Search code examples
rdataframeloopsset-difference

Create a dataframe that is the result of a difference between vectors from other dataframes R


I have the following datasets and information: first, I have i different plots that I want to analyze. In each plot, i have j species that I want to obtain some information, such as:

plot1 = c(rep(1, 3), rep(2, 4), rep(3, 5))
spp1 = c('a', 'b', 'c', 'a', 'b', 'c', 'd', 'b', 'b', 'b', 'e', 'f')
data.1 = data.frame(plot1, spp1)

The above mentioned information repeats for a second dataframe of similar structure:

plot2 = c(rep 1, 2), rep(2, 3), rep(3, 5))
spp2 = c('a', 'a', 'b', 'c', 'c', 'b', 'b', 'b', 'e', 'f'))
data.2 = data.frame(plot2, spp2)

What I'm trying to do is, for each i plot, setdiff(unique(data.1$spp1), unique(data.2$spp2)) and add the obtained information to a dataframe that has 2 columns: plot and spp_name

For the example datasets I'd like to obtain a final dataframe such as:

df_result = data.frame(plot = c(1,1,2,2,3), spp_name = ('b','c','a','d',0)

0 (or similar) must be returned when the setdiff(unique()) returns 'character(0)', So, in a way, my df_result needs to have, for each i plot, length equal to the number of setdiff strings between data.1$spp1 and data.2$spp2.
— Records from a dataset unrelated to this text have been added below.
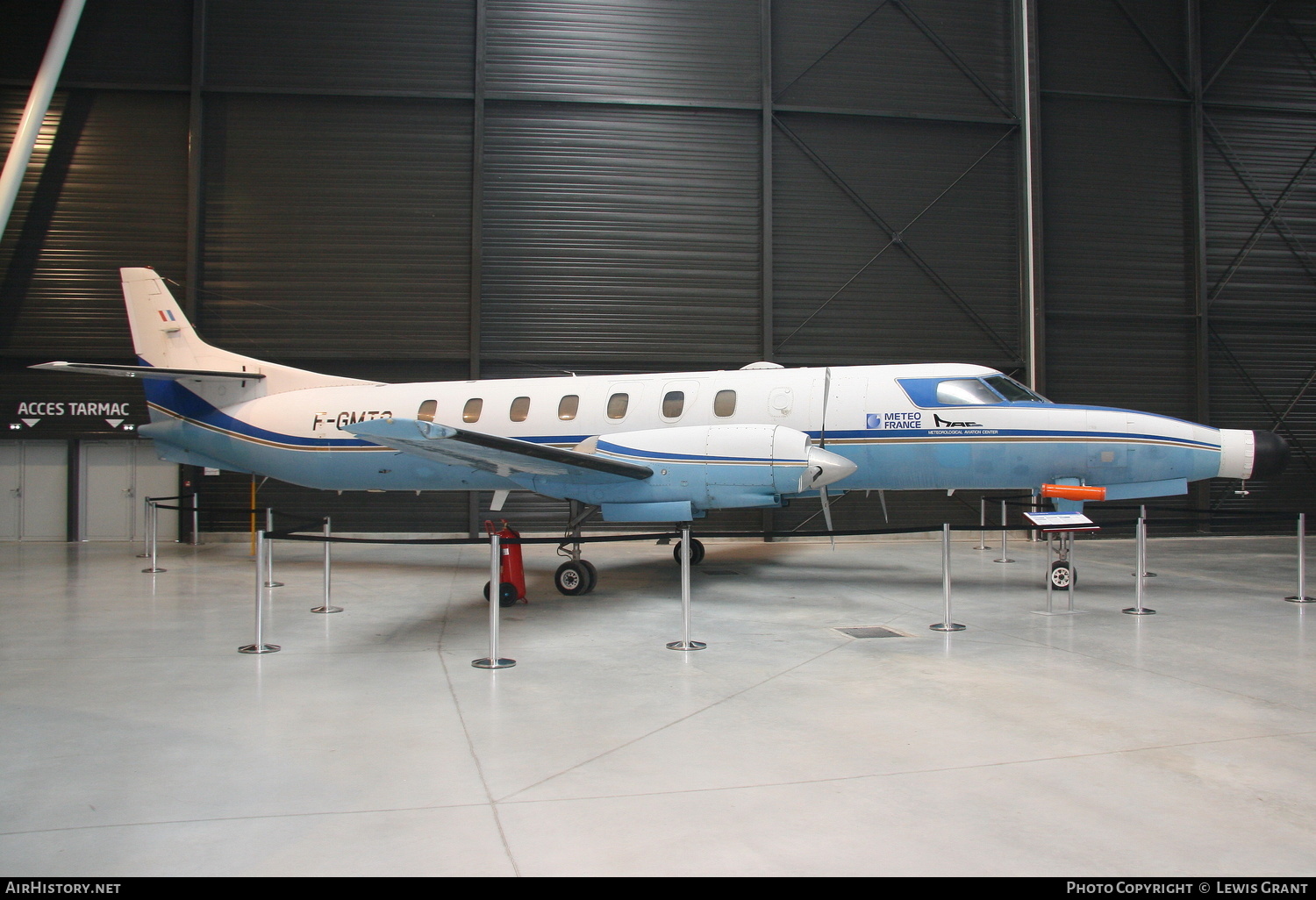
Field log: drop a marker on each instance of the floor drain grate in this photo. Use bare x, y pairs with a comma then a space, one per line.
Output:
870, 632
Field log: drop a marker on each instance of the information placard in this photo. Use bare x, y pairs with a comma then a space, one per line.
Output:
1057, 521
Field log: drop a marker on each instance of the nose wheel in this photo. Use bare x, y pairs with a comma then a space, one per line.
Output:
1062, 575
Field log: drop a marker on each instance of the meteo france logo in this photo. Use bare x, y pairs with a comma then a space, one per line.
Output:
894, 421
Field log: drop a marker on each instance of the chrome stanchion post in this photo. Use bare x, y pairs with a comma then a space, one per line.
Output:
494, 661
1302, 563
684, 642
326, 608
268, 550
945, 624
147, 529
1139, 610
1069, 607
260, 646
1050, 553
982, 524
152, 521
1142, 518
1005, 550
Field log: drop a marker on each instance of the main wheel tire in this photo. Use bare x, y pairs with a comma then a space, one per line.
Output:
573, 578
505, 594
697, 552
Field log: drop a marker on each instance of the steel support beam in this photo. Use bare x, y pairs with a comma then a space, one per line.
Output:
195, 166
39, 102
478, 189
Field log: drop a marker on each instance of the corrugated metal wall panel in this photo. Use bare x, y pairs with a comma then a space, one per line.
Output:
1274, 65
383, 46
865, 55
1091, 46
139, 42
950, 195
682, 52
1261, 216
107, 189
337, 226
1119, 268
620, 233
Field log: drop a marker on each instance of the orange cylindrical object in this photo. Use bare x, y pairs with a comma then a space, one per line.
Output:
1073, 492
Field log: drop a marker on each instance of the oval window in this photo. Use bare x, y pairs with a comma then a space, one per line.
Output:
724, 404
673, 404
618, 404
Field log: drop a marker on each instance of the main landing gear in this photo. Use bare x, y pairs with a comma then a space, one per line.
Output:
576, 575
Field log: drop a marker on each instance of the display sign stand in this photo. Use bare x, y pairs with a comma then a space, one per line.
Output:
1060, 529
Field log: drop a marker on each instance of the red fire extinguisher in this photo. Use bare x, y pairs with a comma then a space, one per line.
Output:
511, 570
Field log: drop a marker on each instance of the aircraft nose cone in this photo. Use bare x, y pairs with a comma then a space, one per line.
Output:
1270, 454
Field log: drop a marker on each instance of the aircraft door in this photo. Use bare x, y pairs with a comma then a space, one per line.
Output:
1107, 454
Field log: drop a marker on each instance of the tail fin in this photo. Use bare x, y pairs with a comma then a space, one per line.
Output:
163, 339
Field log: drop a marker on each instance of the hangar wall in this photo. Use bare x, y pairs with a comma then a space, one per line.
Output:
413, 189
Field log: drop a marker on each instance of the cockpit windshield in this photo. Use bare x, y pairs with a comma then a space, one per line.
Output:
1012, 389
965, 392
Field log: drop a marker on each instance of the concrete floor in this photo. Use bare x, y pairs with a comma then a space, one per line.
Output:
137, 741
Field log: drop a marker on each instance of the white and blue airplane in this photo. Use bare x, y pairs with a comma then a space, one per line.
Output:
660, 447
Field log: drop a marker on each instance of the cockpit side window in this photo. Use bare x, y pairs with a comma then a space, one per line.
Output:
1012, 389
965, 392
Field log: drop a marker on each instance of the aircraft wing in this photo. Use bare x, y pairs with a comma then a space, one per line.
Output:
491, 453
150, 371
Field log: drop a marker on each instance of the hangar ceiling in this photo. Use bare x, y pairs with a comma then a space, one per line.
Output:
418, 189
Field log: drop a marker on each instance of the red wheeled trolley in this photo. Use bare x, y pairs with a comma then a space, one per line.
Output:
511, 568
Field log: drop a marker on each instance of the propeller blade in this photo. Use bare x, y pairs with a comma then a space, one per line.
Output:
826, 515
826, 395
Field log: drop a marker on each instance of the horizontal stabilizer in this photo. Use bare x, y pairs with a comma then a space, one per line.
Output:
150, 371
491, 453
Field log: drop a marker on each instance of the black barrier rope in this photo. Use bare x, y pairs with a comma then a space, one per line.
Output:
1186, 516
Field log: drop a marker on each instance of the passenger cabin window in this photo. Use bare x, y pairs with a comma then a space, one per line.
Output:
965, 392
724, 404
673, 404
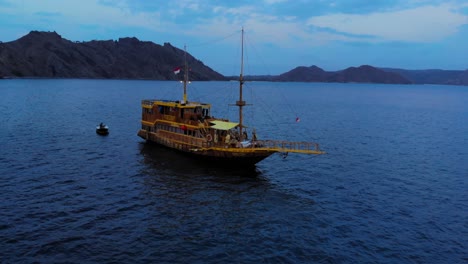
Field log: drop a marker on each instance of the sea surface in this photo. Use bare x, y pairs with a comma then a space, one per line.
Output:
392, 188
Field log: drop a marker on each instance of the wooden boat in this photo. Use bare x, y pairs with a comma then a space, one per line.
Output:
189, 127
102, 129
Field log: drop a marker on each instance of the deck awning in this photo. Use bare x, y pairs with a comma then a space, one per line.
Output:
223, 125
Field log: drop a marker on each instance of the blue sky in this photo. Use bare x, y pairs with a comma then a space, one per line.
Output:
280, 34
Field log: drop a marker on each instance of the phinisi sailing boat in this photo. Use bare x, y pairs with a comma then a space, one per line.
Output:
189, 127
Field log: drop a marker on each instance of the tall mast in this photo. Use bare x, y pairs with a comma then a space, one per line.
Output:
241, 103
185, 74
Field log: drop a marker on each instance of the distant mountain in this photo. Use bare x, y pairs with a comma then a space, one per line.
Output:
47, 54
432, 76
304, 74
362, 74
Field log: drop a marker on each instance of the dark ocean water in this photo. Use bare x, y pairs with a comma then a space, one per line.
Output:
393, 187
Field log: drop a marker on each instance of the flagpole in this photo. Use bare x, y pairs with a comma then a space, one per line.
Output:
185, 74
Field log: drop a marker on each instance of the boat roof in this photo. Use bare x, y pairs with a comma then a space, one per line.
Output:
223, 125
173, 103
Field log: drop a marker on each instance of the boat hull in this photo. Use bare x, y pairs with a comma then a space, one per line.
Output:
215, 155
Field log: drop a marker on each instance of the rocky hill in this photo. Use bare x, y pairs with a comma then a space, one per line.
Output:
362, 74
47, 54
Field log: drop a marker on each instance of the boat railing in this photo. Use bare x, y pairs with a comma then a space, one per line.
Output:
148, 102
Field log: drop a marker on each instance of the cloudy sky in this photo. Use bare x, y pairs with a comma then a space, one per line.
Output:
279, 34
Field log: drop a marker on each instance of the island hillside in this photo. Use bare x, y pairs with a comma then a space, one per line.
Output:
48, 55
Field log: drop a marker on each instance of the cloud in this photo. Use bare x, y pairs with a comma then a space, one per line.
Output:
419, 24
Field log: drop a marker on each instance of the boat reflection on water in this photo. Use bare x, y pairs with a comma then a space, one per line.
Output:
168, 161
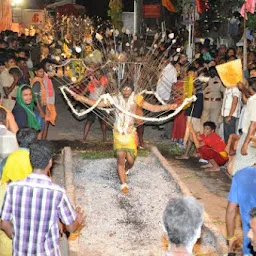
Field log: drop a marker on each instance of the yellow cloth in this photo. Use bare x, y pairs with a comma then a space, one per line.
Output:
168, 5
188, 89
10, 121
139, 100
224, 154
5, 241
17, 166
139, 110
231, 72
125, 142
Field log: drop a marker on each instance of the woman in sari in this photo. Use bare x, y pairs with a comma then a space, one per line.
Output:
25, 111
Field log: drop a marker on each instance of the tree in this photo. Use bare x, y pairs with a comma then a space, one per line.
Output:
115, 13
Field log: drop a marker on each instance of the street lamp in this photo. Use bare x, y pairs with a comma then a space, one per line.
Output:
16, 2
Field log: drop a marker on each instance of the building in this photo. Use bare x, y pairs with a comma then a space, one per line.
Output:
5, 15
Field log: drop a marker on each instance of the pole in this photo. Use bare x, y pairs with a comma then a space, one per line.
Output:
135, 17
245, 41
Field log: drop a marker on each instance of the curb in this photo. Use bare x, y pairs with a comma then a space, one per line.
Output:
69, 185
219, 240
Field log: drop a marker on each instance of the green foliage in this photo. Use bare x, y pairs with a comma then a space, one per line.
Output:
115, 13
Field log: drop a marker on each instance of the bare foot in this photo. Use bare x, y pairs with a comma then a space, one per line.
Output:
207, 166
182, 157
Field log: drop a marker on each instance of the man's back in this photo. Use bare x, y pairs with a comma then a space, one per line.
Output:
35, 206
17, 166
243, 192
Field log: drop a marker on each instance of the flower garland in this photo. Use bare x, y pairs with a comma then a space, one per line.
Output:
108, 97
123, 121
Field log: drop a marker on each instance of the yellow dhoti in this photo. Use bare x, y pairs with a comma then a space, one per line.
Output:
125, 142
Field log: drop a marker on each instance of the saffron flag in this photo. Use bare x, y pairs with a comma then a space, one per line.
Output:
231, 72
202, 6
248, 6
168, 5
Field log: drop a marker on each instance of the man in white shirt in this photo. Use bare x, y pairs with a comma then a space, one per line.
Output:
246, 153
231, 108
8, 84
167, 78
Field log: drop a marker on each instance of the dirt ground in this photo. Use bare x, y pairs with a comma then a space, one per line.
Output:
211, 188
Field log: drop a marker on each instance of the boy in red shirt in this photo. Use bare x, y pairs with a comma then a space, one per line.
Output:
210, 146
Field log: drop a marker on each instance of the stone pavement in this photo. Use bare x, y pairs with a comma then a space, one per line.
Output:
208, 187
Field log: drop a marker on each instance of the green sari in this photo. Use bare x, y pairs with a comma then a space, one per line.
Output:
29, 108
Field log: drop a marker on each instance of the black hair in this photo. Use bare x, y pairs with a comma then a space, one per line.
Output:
25, 88
21, 50
213, 71
2, 115
46, 60
252, 69
127, 83
15, 70
41, 152
9, 57
252, 83
37, 67
11, 39
26, 136
19, 59
232, 57
211, 124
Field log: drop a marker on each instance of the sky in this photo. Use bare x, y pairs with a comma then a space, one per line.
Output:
100, 7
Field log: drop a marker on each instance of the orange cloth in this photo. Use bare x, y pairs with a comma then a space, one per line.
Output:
50, 114
6, 15
10, 121
168, 5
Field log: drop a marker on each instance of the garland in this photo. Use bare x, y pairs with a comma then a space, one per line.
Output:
108, 97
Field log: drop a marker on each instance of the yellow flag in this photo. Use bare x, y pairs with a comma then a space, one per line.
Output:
168, 5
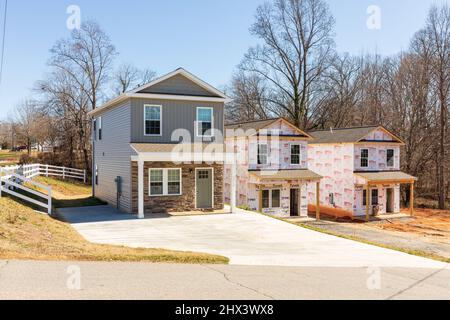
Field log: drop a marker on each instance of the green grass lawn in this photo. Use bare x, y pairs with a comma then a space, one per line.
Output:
29, 235
68, 193
9, 158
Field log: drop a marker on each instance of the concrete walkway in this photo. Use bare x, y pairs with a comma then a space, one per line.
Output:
246, 238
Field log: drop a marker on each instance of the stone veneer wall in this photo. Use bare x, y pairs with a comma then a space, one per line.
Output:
185, 202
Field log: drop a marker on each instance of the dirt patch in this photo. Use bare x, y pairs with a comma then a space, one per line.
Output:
427, 222
426, 234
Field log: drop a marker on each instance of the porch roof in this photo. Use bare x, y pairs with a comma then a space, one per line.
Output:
386, 177
286, 175
175, 147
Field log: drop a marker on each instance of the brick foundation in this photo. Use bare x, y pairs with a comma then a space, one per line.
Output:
185, 202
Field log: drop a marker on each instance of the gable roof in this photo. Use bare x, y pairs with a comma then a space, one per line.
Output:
349, 135
186, 74
247, 129
216, 95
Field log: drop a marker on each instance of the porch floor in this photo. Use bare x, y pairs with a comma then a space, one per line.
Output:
384, 217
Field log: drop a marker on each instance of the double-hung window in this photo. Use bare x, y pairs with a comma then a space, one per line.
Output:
94, 129
153, 117
390, 159
263, 154
375, 197
165, 182
100, 128
364, 158
296, 154
205, 118
271, 199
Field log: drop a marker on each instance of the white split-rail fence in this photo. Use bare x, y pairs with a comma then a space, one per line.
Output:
12, 179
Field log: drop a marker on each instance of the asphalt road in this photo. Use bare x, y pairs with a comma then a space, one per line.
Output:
87, 280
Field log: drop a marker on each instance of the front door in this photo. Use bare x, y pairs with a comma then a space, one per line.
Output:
204, 188
295, 203
389, 200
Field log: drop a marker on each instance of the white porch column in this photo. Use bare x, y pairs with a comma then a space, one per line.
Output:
233, 192
141, 189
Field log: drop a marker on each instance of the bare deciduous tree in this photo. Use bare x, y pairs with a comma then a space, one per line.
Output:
129, 77
298, 41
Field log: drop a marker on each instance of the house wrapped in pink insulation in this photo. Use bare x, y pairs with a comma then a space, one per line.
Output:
272, 167
360, 169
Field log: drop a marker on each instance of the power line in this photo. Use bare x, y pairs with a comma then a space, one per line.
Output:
3, 41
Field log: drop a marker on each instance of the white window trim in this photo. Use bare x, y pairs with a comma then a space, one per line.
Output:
361, 157
160, 120
165, 182
300, 155
393, 160
197, 122
270, 198
267, 154
100, 128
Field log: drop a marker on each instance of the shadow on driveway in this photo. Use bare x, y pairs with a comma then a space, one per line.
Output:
98, 214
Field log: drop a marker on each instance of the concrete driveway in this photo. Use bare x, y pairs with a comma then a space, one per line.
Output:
246, 238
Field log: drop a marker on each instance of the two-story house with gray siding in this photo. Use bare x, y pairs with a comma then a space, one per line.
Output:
154, 147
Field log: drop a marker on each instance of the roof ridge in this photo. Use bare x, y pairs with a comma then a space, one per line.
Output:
347, 128
253, 121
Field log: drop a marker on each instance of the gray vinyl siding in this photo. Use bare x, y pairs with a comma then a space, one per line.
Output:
113, 156
175, 115
178, 85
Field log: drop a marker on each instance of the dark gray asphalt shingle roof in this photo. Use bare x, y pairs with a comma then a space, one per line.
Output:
346, 135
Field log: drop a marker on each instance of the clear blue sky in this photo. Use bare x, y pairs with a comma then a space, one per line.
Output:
207, 37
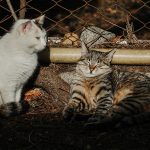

The first thing I did was using a for loop based on each i plot. Getting to setdiff() string result is ok to but I don't know how to add this information to a empty dataframe...do I need to loop something for each species? I really hope my question is comprehensible.

Thanks already


Solution

  • You could use anti_join and add rows for the missing values:

    library(dplyr)
    
    anti_join(data.1, data.2, by = c("plot1" = "plot2", "spp1" = "spp2")) %>% 
      add_row(plot1 = setdiff(data.1$plot1, .$plot1))
    
    #  plot1 spp1
    #1     1    b
    #2     1    c
    #3     2    a
    #4     2    d
    #5     3 <NA>